Zahara Hyde

Personal information
- Nationality: British (English)
- Born: 12 January 1963 (age 62)

Sport
- Sport: Athletics
- Event: long distance running
- Club: Woking AC

= Zahara Hyde =

English long-distance runner

Zahara Hyde (born 12 January 1963), is a former track and field athlete who competed for England in Athletics.

== Biography ==
Hyde became the British 10,000 metres champion after winning the British AAA Championships title at the 1994 AAA Championships.

She represented England in the 10,000 metres event, at the 1994 Commonwealth Games in Victoria, Canada.

==Professional career==
Hyde is an Executive Programme Director for the NHS. She graduated from an NHS Fast Track programme with Harvard Kennedy School in 2015. The programme looks at global healthcare systems; transformational change in public sector and value models for healthcare.
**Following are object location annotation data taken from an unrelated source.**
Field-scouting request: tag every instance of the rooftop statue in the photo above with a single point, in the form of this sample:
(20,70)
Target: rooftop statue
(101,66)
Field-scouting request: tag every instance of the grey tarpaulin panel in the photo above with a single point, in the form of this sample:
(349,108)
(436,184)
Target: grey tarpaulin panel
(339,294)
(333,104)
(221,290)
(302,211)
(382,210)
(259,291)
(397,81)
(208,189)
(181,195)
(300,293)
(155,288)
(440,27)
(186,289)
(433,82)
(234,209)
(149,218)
She has held several senior positions within sport, including CEO of British Triathlon between 2008-2014. She oversaw a period of phenomenal growth in the sport following the successful London 2012 Olympic Triathlon event, in which Great Britain won a gold and a bronze medal. She was recognised in 2010 for her services to British Sport when she was appointed to the Order of the British Empire (OBE). British Triathlon was also twice named as Sports Governing Body of the Year at the annual UK Sport Industry Awards during her time as CEO.